Missions and Expansion
Written by: Jeffrey Richey
There were few regional differences in Confucianism, but specific interpretations changed periodically. The Song dynasty Confucian Zhu Xi (1130-1200 C.E.), known as the creator of "Neo-Confucianism," developed an interpretation that unified human nature with cosmic principles such as the dynamic, complementary interplay of yin and yang, the unfolding of cosmic pattern (li) in the human heart-mind, and the cycles of transformation described in texts such as the Yijing. The Ming dynasty Confucian Wang Yangming (1472-1529 C.E.) introduced the idea of "true knowing" -- an intuitive awareness of cosmic principles attained through self-cultivation.

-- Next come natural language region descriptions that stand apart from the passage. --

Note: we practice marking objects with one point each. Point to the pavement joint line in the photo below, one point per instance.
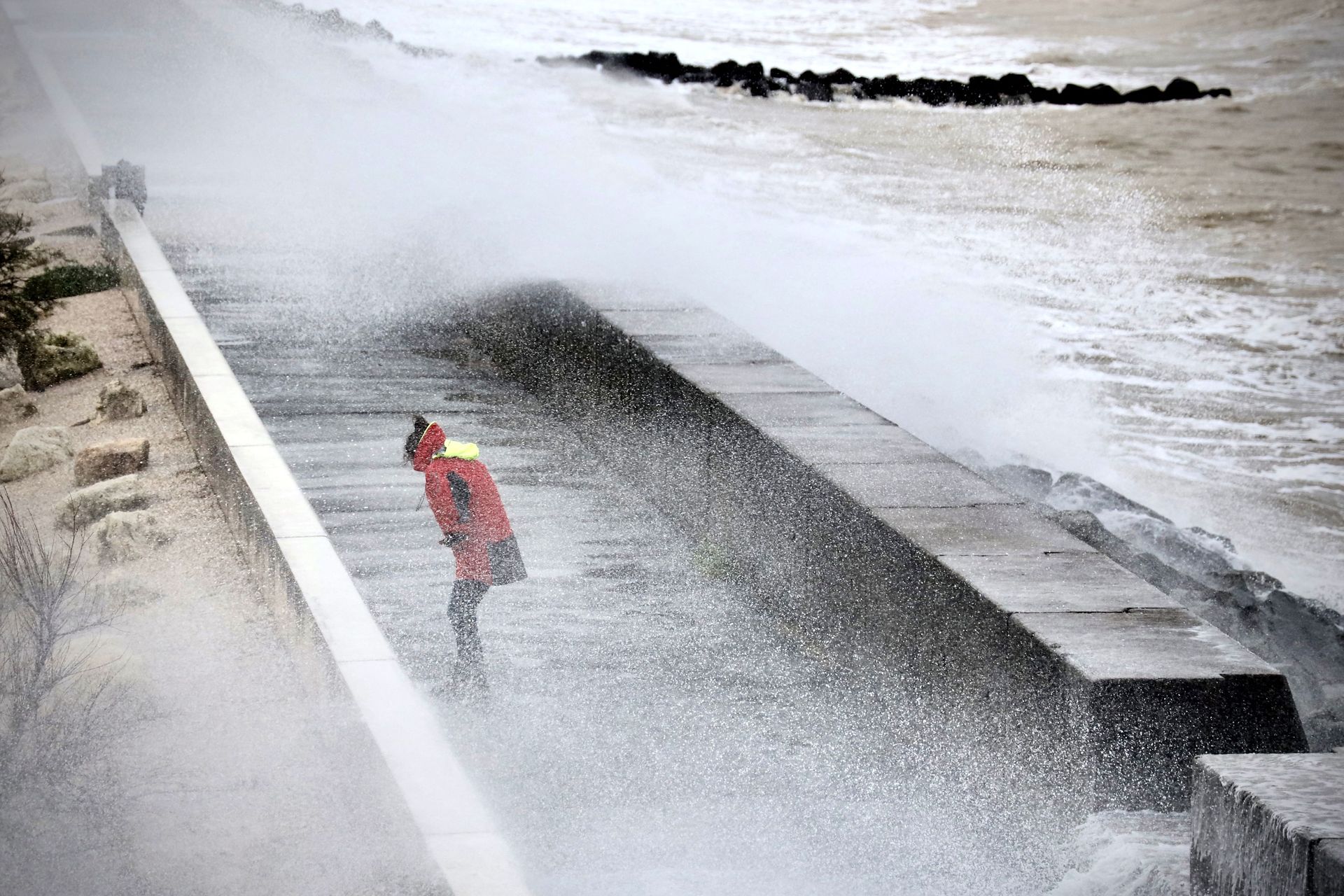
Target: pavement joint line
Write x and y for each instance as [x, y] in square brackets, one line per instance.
[410, 738]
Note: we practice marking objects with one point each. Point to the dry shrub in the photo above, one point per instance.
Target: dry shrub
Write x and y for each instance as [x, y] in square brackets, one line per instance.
[62, 707]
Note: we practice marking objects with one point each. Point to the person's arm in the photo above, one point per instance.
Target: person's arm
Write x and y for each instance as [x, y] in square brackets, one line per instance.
[461, 492]
[430, 442]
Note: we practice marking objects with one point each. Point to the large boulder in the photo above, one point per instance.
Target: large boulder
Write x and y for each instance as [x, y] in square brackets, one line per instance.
[109, 460]
[15, 405]
[92, 503]
[120, 402]
[1183, 89]
[127, 535]
[35, 449]
[48, 359]
[10, 372]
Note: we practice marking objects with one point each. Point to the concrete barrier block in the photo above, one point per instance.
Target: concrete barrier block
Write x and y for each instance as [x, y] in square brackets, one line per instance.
[1057, 582]
[1268, 825]
[940, 482]
[980, 531]
[869, 539]
[745, 377]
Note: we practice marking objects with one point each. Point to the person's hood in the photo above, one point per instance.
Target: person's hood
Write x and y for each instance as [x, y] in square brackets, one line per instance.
[460, 450]
[435, 444]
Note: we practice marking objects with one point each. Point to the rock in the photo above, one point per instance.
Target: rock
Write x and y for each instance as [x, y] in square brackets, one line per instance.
[27, 191]
[48, 359]
[889, 86]
[15, 405]
[1104, 96]
[35, 449]
[1015, 85]
[727, 69]
[111, 460]
[10, 372]
[757, 86]
[127, 535]
[816, 90]
[1074, 96]
[92, 503]
[120, 402]
[1145, 94]
[1182, 89]
[979, 90]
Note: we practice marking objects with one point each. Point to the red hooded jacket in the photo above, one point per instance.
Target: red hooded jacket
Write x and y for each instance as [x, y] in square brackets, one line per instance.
[465, 501]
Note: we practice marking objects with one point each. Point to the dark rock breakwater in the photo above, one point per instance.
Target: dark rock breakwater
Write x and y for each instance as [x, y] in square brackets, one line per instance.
[980, 90]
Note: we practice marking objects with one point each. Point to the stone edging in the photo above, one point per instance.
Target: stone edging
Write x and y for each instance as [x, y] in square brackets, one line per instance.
[283, 539]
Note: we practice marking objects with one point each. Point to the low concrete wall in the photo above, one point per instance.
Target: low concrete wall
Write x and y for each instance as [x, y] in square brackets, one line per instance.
[1086, 680]
[283, 539]
[299, 568]
[1268, 825]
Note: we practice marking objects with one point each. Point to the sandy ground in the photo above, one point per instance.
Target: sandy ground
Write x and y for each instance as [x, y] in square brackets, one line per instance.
[242, 771]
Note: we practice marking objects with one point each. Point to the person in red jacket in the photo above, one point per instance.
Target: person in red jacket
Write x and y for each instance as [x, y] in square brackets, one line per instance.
[468, 508]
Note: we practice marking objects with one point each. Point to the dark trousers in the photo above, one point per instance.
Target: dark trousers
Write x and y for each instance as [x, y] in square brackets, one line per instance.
[461, 614]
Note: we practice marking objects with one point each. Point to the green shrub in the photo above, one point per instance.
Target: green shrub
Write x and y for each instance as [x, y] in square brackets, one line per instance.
[46, 359]
[17, 255]
[69, 280]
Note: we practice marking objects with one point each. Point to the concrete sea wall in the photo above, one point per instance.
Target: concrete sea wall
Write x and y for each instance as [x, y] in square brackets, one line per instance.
[1268, 825]
[280, 535]
[1093, 684]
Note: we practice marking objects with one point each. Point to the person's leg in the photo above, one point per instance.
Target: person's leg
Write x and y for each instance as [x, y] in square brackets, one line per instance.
[461, 614]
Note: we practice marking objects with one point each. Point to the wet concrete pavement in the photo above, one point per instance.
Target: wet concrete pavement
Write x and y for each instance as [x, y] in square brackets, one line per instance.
[647, 729]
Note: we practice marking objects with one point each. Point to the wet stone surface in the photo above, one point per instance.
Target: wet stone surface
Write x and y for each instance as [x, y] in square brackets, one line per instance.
[645, 729]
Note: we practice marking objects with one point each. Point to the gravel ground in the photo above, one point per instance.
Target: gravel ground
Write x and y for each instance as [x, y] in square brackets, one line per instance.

Zhu's lixue ("Learning of the Cosmic Principle") and Wang's xinxue ("Learning of the Heart-Mind") each contributed to what became known as daoxue ("Learning of the Way"), the form of Confucianism that most influenced all East Asian cultures during the second millennium C.E. It also was in this form that Confucianism played what the pre-modern Chinese saw as its civilizing role in Vietnam, Korea, and Japan.
If the classical Confucians -- Kongzi, Mengzi, and Xunzi -- defended the learning of the sages during the Spring and Autumn and Warring States periods of the late Zhou dynasty, the Song (960-1279 C.E.), Yuan (1279-1368 C.E.), and Ming (1368-1644 C.E.) dynasty Confucian masters did the same in countering the challenges of Taoism and Buddhism in their own age.
Among these latter-day Confucians, none was more influential than Zhu Xi. Zhu has been likened to St. Thomas Aquinas in the West, and there is little doubt that except for Kongzi and Dong Zhongshu, no one has been more important in defining the course of the Confucian tradition. Zhu's form of Confucianism, which he based on the writings of the Song dynasty masters Zhou Dunyi (1017-1073 C.E.), Shao Yong (1011-1077 C.E.), Zhang Zai (1020-1077 C.E.), and the brothers Cheng Hao (1032-1085 C.E.) and Cheng Yi (1033-1107 C.E.), was spread by his followers to Vietnam, Korea, and Japan. Earlier forms of Confucianism already were known by China's regional neighbors, but always had been subordinated to Buddhism by the intellectual, political, and religious tastes of their courts. Zhu's cosmologically-inclined "Neo-Confucianism," which elevated personal practices such as meditation to unprecedented prominence in the Confucian tradition, actually replaced Buddhism as the principal form of elite thought, not only in China (from the Song to the modern period), but also in Vietnam (from the 10th through the 20th centuries C.E.), Korea (during the Choson dynasty, 1392-1897 C.E.), and Japan (from the Edo period through the Meiji period, 1603-1912 C.E.).